A successful exit is a great measure of a good journey.

               I’ve been involved with well over a dozen successful exits and four initial public offerings over the years, some of them with monstrous gains, some more modest.  Then in addition, there are the exits that returned some portion of capital, but nothing more.  And finally, there are the sad exits that were complete write-offs for the investors, regaining some portion of note-holder or creditor money in the process. 

               I can tell you with great enthusiasm that the high gain exits are by far the most enjoyable in every way.  There’s almost always a closing party where the board, prime investors, attorneys and investment banker all get together to celebrate the victory.  It is an exhilarating ending to a great journey.  The entrepreneur, whether remaining to the end as CEO or not, is celebrated for his or her prescient timing, great vision and excellent execution of the plan. One such celebration was even characterized as “We stuck the pig!” – the overly enthusiastic celebration of an outcome larger than expected.

                But I cannot recall ever attending a closing dinner for a sale in which we returned only a portion of the investor group’s money. In fact, I don’t recall any formal post-sale meeting at all; even to digest the lessons learned from the entire experience, a missed opportunity for all.

[Email readers continue here…]   And there is the sad truth of the large percentage of early stage investments that die an unceremonious death, often with the entrepreneur-founder left with a bitter feeling that “if only” there had been more cash invested, more co-operation from board members, more time to get to market, more of something, then the outcome would have been much better for all.

                Of course the successful outcome is preferable for all.  But more importantly, it marks a passing of a successful journey by a team first formed by a visionary entrepreneur, usually attracting smart money from good investors, who together effectively planned growth and finally a great exit.

                Whenever those forces come together, celebrate them and the team that brought them all together.

  • Dave, I very much enjoyed your message. Especially when you share;

    “In fact, I don’t recall any formal post-sale meeting at all; even to digest the lessons learned from the entire experience, a missed opportunity for all”.
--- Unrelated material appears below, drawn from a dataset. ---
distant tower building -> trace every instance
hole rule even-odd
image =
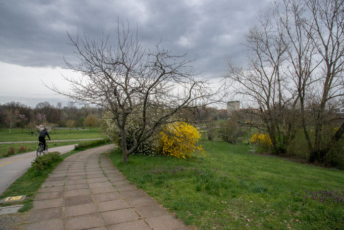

    For me there are great lessons in life in both our successes and our “perceived failures.” As Vince Lombardi once said…”I never lost a game, I just ran out of time.” I also believe there are no failures or losses in life…the time spent generated many valuable lessons we learned. As I shared in our MSI managers’ meeting today before reading your article, some of my most valuable insights here at MSI came from our employee exit interviews. When people leave a company, or when the company is sold, life goes on…and we all share in the lessons learned in many ways. A successful exit looks many different ways…and all journeys are successful in the lessons we learn from living life.

  • Michael O'Daniel

    I fully understand that the reason VCs generally invest in startups is in anticipation of a profit on the investment when the company is sold. And if that is the primary reason for starting up / investing in the venture, then of course a successful exit merits a celebration. But the other side of the coin is that the acquirer often does not maintain the quality, the values, and the people that made the startup successful in the first place. It would be good to see one or more posts on when it is better NOT to sell. What can an entrepreneur do if he wants to continue operating the company even though the investors are primarily interested in recouping their investment and making their exit at a certain point? What are the options for satisfying the interests of both parties, aside from taking the company public?